ON THE ORIGIN OF THE ABORIGINES OF TASMANIA AND AUSTRALIA

Literature relating to the subject—No evidence that the Tasmanians reached the Island by water—They must have gone when there was land communication with the Australian coast—Literature relating to the Australian coast—The Australian ancestors must also have arrived by land communication—Probably they came from lands lying to the north or north-west of the continent—Physical geography of the northern coasts—Probable route of migration by New Guinea—Evidence of antiquity of man in Australia—Legends of volcanic era in Australia—Evidence of period of subsidence in Victoria—Coastal soundings—The Tasmanians the autochthonous inhabitants of Australia—Mr. Mathew's Malayan hypothesis—Australians belong to Caucasian stock—The connection between the Australians and Dravidians considered—Tasmanians placed among the Oceanic Negritos—The evidence points to vast antiquity of both races in their latest surroundings.

The question of the origin of the Australian and Tasmanian aborigines has engaged the attention of many writers, who have attempted its solution by inferences drawn from language, from custom, from the physical character of those savages, and, while direct evidence is not existent, from what some writers apparently assume to be fact.

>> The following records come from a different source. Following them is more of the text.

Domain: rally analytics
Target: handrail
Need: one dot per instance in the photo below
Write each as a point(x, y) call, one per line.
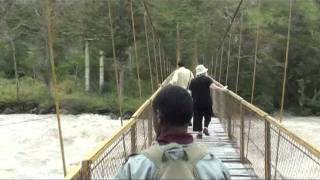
point(286, 155)
point(275, 122)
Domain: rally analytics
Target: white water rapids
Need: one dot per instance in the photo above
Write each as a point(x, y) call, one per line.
point(30, 144)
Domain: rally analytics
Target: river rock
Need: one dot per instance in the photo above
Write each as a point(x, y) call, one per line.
point(127, 115)
point(113, 116)
point(8, 111)
point(34, 111)
point(104, 111)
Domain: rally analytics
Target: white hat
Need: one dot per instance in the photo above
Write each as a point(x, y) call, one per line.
point(200, 69)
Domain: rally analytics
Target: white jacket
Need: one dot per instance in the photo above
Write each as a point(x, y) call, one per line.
point(182, 77)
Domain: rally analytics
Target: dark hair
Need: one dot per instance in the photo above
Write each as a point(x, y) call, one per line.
point(174, 105)
point(180, 64)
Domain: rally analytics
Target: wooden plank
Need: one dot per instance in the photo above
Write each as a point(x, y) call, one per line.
point(228, 151)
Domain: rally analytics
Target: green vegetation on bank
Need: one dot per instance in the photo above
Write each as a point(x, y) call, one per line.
point(73, 99)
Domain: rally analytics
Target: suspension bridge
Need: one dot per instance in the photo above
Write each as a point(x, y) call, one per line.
point(251, 142)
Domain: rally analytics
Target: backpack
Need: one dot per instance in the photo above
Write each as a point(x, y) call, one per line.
point(170, 167)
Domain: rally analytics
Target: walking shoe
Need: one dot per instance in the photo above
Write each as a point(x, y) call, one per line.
point(199, 135)
point(206, 132)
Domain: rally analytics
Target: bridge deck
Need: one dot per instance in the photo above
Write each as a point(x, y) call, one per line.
point(225, 149)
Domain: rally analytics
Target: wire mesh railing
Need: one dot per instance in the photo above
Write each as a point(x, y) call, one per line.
point(265, 144)
point(273, 151)
point(136, 135)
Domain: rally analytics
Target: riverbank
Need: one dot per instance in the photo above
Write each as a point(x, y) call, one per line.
point(35, 98)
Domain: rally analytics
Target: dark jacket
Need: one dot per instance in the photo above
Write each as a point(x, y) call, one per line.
point(200, 91)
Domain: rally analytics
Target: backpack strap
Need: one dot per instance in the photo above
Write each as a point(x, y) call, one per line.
point(193, 153)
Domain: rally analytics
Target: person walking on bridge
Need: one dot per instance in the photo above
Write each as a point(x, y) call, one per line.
point(175, 156)
point(182, 76)
point(202, 101)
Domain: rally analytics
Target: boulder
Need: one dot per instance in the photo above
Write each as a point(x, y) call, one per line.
point(113, 116)
point(34, 111)
point(103, 111)
point(8, 111)
point(127, 115)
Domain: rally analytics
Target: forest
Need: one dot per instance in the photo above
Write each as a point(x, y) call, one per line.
point(154, 34)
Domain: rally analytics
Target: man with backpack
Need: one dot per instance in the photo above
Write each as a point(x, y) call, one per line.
point(202, 102)
point(175, 156)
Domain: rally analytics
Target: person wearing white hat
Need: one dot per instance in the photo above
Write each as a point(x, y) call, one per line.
point(182, 76)
point(202, 102)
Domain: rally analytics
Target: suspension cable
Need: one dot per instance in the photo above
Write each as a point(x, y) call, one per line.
point(49, 10)
point(220, 66)
point(228, 60)
point(160, 60)
point(215, 65)
point(135, 50)
point(255, 60)
point(286, 63)
point(211, 66)
point(155, 56)
point(147, 44)
point(239, 53)
point(229, 27)
point(254, 76)
point(178, 46)
point(284, 84)
point(116, 73)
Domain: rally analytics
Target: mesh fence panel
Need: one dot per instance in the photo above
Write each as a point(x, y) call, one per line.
point(290, 157)
point(107, 164)
point(254, 138)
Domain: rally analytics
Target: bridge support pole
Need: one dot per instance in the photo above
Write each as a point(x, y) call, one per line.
point(133, 138)
point(229, 126)
point(86, 169)
point(267, 148)
point(150, 120)
point(242, 158)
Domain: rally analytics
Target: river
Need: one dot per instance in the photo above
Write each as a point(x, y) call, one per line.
point(30, 146)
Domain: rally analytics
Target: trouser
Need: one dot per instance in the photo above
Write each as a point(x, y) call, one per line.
point(198, 114)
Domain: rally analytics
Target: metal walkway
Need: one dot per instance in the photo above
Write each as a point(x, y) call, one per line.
point(220, 145)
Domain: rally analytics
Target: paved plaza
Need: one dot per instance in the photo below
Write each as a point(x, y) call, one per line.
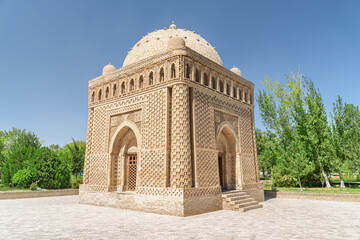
point(64, 218)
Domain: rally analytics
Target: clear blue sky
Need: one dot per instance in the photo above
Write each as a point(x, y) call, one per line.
point(49, 50)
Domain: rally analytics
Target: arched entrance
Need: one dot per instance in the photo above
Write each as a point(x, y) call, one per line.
point(124, 158)
point(227, 148)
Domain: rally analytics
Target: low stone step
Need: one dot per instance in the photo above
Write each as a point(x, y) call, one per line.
point(246, 204)
point(229, 195)
point(232, 191)
point(245, 209)
point(239, 201)
point(237, 197)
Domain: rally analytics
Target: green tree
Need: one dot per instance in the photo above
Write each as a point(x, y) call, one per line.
point(54, 147)
point(74, 154)
point(18, 147)
point(296, 114)
point(345, 138)
point(266, 150)
point(48, 169)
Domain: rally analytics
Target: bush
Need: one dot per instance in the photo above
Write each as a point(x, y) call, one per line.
point(34, 186)
point(76, 181)
point(22, 178)
point(49, 170)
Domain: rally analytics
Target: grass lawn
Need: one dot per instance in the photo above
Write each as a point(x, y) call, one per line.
point(7, 188)
point(333, 189)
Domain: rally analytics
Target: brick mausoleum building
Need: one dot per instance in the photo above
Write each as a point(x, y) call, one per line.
point(171, 131)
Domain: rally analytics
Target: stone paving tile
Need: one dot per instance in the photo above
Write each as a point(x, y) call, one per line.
point(64, 218)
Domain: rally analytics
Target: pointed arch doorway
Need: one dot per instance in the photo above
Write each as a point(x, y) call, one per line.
point(227, 148)
point(124, 158)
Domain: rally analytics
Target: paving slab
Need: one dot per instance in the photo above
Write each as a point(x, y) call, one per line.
point(63, 218)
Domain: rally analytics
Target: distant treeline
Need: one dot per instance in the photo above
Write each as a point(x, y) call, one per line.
point(301, 145)
point(24, 162)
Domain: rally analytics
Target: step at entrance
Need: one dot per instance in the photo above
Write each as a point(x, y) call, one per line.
point(238, 200)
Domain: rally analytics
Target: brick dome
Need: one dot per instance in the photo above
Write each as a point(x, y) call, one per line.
point(157, 42)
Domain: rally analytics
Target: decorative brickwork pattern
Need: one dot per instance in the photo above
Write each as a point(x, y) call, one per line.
point(98, 174)
point(181, 176)
point(205, 138)
point(154, 131)
point(247, 147)
point(153, 165)
point(206, 168)
point(88, 146)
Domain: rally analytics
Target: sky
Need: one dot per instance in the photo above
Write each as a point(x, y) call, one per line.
point(49, 50)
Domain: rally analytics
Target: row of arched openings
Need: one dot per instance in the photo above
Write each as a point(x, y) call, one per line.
point(132, 84)
point(206, 82)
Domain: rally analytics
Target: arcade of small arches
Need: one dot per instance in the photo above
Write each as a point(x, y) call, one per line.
point(192, 72)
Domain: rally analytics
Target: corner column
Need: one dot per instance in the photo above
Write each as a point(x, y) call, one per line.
point(181, 175)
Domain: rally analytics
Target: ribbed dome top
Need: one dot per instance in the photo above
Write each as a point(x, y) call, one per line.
point(156, 42)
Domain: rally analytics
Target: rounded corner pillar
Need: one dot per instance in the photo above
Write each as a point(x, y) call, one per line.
point(181, 169)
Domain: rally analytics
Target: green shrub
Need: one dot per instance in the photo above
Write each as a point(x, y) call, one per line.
point(75, 184)
point(34, 186)
point(22, 178)
point(49, 170)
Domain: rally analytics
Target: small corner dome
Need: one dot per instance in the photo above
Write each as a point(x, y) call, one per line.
point(236, 70)
point(108, 68)
point(176, 43)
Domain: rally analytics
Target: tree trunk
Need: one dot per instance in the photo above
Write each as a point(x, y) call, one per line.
point(324, 174)
point(325, 177)
point(341, 180)
point(300, 183)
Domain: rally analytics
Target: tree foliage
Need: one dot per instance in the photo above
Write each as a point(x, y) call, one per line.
point(24, 161)
point(304, 146)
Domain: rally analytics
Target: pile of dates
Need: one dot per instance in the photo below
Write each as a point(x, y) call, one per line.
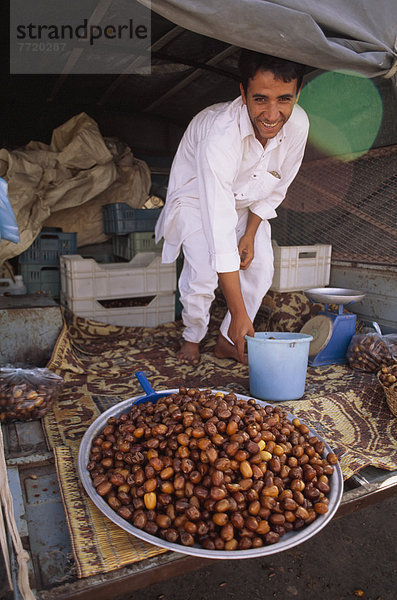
point(212, 470)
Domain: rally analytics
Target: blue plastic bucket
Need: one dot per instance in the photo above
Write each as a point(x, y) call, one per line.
point(278, 364)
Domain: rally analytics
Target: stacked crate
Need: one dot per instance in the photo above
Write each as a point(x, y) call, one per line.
point(132, 229)
point(40, 263)
point(140, 292)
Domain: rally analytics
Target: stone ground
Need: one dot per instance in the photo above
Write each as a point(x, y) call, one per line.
point(352, 557)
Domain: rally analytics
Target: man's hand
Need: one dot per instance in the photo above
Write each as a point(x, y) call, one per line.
point(246, 243)
point(240, 326)
point(246, 251)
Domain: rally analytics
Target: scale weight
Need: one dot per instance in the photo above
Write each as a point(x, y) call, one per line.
point(331, 331)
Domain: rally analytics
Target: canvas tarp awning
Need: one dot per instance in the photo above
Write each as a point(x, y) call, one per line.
point(354, 35)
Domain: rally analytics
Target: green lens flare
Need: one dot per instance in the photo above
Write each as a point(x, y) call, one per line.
point(345, 112)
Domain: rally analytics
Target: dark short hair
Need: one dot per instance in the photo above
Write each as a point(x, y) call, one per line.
point(250, 62)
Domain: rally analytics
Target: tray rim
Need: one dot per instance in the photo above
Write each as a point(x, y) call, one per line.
point(288, 541)
point(333, 295)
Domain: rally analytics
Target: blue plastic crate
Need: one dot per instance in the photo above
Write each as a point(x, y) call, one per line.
point(44, 279)
point(48, 246)
point(119, 218)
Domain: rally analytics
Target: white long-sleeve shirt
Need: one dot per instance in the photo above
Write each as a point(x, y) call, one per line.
point(221, 167)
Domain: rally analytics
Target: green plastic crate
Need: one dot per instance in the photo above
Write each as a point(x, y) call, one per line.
point(138, 241)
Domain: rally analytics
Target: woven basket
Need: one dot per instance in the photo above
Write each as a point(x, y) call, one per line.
point(391, 395)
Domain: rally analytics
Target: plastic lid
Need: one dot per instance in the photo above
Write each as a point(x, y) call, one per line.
point(320, 328)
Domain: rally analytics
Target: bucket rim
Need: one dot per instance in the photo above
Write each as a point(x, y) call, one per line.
point(299, 338)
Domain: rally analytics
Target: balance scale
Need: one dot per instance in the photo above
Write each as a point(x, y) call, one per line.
point(331, 331)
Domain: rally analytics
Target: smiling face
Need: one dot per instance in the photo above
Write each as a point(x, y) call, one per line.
point(269, 102)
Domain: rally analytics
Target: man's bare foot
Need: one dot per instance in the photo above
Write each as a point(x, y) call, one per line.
point(224, 349)
point(189, 353)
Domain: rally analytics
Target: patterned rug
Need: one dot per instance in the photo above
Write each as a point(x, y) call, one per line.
point(98, 362)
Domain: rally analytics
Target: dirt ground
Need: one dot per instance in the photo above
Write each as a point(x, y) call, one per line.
point(352, 557)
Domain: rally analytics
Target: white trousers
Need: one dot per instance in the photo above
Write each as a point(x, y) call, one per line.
point(198, 280)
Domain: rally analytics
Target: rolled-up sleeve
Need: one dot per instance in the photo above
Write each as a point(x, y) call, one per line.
point(217, 165)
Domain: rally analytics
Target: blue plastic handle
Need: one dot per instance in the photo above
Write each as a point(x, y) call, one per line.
point(145, 384)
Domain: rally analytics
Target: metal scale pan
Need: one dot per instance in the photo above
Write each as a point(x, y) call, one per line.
point(331, 331)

Before entering upon the conclusions to which I have been led in this inquiry, it will be well to note in chronological order the views of various authorities, in doing which I have found it necessary to include those dealing with the Tasmanians.

Mr. R. H. Davis[1] considered the Tasmanians to be scions of the Australians, and that their ancestors, being

  1. Davis, R. H., "The Aborigines of Van Diemen's Land," Tasmanian Journal of Natural Science. Tasmania and London, 1846.